Like the Black Crowes themselves, the greatest hits collection Work in Progress hearkens back to the good old days of best-of collections: you get a bunch of songs you've probably heard on the radio a million times and that's it. These are arguably the group's best songs, but there are no unreleased outtakes or remixes to force rabid collectors to purchase the disc for the sake of two songs. This straightforward document of a straightforward band is also the best entryway to the group's fabulous, swaggering, ballsy, bluesy rock & roll--that is, next to their 1992 breakthrough, Southern Harmony & Musical Companion. While arranged chronologically, what one hears here is the Atlanta-based group playing great, unpretentious Stones-, Faces-, and Zep-influenced rock. This music was made for pure, visceral enjoyment, so play it really loud and dance around. --Mike McGonigal
Review by Stephen Thomas Erlewine
At the end of the decade, the Black Crowes parted ways with American/Columbia, which made sense for both parties.
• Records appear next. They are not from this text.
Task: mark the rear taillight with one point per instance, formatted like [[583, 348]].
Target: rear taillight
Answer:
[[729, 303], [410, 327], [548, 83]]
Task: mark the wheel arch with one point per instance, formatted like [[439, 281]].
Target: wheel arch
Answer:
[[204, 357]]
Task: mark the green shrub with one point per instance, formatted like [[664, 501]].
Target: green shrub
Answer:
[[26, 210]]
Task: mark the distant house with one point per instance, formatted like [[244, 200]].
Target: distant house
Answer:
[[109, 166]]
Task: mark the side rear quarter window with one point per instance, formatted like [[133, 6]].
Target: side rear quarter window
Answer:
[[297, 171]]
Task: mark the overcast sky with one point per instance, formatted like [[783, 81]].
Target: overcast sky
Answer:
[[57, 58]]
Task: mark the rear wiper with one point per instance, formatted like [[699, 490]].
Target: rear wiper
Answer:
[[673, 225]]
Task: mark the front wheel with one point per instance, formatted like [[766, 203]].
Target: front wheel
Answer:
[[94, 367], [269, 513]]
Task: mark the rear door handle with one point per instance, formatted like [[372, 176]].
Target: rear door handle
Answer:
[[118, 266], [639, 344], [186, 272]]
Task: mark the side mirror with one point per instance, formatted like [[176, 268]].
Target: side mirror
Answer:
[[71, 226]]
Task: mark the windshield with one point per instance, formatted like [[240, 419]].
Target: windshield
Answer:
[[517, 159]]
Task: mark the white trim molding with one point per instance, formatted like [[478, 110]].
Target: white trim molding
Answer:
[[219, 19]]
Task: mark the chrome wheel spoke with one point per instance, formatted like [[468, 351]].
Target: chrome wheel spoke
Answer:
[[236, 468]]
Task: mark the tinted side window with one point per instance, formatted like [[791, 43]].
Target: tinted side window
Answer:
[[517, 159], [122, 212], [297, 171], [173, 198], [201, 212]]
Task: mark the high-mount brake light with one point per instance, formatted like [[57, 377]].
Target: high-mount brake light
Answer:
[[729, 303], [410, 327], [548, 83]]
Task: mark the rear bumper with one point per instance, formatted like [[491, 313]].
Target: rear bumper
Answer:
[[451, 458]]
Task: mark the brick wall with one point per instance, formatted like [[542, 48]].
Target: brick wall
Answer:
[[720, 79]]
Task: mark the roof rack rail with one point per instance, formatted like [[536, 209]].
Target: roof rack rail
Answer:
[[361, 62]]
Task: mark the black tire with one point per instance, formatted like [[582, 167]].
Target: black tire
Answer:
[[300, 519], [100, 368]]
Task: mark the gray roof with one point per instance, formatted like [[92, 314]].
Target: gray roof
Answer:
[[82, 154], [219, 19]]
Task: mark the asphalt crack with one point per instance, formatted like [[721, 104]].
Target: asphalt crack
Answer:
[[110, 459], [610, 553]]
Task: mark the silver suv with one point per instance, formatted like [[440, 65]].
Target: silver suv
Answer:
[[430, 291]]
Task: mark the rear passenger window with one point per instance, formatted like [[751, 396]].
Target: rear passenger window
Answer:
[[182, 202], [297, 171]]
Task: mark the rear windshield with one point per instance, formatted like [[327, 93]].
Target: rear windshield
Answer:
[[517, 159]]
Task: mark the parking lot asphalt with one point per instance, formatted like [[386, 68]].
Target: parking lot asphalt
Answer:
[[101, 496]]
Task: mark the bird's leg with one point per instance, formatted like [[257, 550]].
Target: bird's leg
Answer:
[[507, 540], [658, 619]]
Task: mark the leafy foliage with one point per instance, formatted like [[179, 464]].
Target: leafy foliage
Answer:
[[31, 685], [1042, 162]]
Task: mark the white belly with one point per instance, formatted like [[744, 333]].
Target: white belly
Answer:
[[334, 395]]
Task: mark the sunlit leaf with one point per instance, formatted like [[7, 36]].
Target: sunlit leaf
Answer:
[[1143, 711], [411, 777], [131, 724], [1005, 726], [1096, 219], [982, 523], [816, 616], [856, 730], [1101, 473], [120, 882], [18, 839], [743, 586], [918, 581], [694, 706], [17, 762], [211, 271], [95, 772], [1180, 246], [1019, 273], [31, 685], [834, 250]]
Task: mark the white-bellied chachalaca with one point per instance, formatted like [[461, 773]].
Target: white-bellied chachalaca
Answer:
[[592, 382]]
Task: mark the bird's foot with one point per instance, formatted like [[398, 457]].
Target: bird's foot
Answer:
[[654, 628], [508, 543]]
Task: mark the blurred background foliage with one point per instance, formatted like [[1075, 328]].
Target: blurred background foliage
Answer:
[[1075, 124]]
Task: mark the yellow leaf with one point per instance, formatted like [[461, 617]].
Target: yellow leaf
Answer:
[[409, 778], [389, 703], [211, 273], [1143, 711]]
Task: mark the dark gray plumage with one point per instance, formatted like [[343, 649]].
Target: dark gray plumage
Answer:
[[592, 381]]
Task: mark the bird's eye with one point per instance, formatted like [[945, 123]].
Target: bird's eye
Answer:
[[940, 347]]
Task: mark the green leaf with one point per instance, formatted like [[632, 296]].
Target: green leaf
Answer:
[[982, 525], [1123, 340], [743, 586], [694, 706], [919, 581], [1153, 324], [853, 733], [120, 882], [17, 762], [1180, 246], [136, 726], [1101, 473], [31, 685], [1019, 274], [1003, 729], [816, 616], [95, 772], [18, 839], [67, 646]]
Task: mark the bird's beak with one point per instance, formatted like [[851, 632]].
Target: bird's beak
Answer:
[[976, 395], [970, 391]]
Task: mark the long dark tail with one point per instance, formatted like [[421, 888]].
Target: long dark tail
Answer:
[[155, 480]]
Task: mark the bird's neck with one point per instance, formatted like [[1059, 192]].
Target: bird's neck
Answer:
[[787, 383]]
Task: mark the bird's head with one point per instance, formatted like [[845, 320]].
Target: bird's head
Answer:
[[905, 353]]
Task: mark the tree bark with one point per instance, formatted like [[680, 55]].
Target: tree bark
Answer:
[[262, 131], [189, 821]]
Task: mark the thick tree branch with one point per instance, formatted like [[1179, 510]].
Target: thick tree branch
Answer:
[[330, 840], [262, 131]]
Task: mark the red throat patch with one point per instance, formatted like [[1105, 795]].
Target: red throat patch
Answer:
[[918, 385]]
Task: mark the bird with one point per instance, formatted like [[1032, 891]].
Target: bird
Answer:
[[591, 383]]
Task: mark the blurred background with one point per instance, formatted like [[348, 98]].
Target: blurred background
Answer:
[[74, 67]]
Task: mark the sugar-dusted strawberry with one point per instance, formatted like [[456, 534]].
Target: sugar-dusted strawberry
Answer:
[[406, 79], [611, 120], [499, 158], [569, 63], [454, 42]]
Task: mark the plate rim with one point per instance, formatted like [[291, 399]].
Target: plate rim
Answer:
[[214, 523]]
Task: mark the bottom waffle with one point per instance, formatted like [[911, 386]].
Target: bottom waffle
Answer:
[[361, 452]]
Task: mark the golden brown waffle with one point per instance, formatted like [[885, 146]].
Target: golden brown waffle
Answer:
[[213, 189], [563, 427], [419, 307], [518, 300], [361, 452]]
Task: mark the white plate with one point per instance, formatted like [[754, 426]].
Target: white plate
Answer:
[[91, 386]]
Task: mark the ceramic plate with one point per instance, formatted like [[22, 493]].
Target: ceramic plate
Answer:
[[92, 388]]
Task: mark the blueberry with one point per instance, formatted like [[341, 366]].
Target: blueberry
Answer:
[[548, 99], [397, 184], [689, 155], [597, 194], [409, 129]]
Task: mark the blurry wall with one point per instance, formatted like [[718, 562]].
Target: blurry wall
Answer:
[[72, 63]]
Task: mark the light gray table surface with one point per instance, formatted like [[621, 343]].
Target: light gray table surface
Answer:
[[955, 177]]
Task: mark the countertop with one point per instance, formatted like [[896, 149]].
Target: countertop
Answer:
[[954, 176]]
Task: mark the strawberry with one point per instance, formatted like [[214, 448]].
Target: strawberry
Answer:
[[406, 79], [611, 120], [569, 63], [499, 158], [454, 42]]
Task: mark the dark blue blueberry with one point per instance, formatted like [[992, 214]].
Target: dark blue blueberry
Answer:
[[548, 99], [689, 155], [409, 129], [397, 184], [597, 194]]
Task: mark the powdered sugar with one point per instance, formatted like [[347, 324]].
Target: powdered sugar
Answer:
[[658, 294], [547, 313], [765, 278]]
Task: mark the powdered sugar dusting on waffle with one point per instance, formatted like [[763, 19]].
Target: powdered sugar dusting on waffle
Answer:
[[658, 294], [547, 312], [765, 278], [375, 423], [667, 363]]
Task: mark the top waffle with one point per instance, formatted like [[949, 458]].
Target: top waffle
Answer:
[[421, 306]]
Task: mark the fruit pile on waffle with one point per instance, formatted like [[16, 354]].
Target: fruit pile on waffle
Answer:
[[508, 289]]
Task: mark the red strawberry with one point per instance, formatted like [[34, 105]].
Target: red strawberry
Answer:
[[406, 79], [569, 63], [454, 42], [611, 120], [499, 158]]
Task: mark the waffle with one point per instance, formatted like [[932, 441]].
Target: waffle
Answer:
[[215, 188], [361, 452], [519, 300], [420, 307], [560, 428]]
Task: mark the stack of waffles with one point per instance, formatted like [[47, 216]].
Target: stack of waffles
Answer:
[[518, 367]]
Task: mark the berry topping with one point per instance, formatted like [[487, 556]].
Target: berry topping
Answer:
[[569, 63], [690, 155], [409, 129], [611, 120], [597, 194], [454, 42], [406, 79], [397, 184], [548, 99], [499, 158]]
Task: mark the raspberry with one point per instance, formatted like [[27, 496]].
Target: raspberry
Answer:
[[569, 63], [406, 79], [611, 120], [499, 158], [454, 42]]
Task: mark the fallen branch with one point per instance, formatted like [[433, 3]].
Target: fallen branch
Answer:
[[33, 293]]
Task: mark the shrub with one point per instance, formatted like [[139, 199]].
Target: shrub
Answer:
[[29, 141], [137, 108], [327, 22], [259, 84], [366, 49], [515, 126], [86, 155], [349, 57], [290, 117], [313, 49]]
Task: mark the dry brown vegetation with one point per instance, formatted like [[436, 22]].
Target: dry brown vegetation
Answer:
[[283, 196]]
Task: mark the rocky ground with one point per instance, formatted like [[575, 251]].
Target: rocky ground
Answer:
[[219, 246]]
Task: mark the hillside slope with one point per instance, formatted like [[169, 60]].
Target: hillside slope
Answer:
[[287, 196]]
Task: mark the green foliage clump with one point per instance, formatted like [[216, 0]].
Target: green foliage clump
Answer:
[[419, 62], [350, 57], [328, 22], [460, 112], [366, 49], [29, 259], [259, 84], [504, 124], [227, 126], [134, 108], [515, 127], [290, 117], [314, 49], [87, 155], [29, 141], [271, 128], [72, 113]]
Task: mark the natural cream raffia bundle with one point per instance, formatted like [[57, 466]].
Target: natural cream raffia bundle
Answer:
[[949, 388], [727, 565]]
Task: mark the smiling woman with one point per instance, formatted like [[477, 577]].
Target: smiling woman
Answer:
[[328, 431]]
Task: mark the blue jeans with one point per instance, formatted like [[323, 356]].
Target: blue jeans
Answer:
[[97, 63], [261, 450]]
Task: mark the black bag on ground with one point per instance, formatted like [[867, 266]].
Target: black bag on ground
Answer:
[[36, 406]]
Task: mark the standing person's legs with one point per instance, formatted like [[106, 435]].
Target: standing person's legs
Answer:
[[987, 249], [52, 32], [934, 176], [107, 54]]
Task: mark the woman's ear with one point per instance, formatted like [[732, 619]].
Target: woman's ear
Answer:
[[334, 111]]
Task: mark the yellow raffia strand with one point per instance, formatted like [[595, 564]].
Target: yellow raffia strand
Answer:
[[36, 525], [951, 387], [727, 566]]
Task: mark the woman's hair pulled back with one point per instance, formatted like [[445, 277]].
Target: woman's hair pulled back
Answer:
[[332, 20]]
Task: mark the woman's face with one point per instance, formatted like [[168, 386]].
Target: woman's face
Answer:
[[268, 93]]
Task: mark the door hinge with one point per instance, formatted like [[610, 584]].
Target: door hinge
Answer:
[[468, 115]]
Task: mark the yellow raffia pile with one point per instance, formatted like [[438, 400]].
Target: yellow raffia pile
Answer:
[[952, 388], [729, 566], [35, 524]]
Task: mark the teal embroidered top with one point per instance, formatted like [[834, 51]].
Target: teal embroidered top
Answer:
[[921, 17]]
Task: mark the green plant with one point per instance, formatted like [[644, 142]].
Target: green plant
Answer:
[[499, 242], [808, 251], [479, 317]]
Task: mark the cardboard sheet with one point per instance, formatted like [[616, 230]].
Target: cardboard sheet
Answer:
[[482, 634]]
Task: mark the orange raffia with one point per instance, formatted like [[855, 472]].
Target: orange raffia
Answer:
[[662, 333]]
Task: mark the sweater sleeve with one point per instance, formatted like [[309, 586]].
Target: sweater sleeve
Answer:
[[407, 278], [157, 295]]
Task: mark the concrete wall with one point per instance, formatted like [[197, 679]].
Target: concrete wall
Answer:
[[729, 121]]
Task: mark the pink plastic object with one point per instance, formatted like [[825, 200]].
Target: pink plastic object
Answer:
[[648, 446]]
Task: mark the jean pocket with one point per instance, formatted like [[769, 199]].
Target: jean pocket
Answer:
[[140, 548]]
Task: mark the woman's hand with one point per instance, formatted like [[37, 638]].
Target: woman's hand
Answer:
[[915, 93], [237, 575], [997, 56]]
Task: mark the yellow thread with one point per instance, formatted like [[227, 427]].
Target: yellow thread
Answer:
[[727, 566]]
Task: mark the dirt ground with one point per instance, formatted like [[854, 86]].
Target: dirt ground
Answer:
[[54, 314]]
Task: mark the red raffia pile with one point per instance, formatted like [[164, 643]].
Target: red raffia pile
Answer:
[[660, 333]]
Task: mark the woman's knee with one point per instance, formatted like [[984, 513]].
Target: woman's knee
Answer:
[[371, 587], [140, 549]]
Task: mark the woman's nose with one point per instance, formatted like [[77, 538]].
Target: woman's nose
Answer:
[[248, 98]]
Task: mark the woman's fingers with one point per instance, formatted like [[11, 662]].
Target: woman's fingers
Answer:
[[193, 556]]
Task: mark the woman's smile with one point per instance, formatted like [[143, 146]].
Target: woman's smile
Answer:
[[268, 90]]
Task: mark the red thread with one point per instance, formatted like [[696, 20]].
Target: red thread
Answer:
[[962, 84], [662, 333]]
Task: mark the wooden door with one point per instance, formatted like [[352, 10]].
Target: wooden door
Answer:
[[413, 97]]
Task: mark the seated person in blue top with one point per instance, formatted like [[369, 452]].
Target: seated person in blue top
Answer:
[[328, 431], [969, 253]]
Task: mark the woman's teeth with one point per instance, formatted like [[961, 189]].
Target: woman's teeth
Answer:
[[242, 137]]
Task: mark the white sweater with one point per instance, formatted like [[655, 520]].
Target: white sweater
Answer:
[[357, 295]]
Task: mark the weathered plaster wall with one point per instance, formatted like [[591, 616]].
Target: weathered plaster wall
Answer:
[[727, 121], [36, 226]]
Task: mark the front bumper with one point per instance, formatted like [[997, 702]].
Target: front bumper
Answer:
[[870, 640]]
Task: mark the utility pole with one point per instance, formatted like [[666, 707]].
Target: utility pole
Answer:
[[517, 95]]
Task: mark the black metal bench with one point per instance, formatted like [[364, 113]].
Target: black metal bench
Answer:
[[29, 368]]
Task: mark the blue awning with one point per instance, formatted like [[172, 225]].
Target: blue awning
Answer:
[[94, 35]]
The band didn't sell records like they used to, and they preferred to be independent anyway. It wasn't an entirely amicable parting -- the label wouldn't let the band record old songs for an independently released live album -- but as the last album in the contract, the compilation Greatest Hits 1990-1999: A Tribute to a Work in Progress, is a nice addition to the catalog anyway. Basically, the album has every song a casual fan would want ("Jealous Again," "Twice As Hard," "Hard to Handle," "She Talks to Angels," "Remedy," "Sting Me," "Wiser Time," "A Conspiracy," "Kickin' My Heart Around") and is a nice listen for the hardcore. There are several great songs missing and there's perhaps a little bit too much of By Your Side here, but the only glaring omission is "Sometimes Salvation"; so, in other words, it's pretty close to a perfect compilation of that first decade. Gathered like this, the Black Crowes' finest songs are all the more impressive. The band not only sounds tight, but they sound diverse, able to handle full-throttle barroom ravers as easily as folk ballads, soulful vamps, blues, and laid-back Southern rock. Even more impressive, it's easy to see what good songwriters the brothers Robinson are. Yes, they're classicists, cribbing from the Stones and Allman Brothers and everything in between, but they know how to put it all together, write good hooks, and deliver them expertly. Greatest Hits is proof of that, and it's some of the best pure hard rock since the golden age of album rock.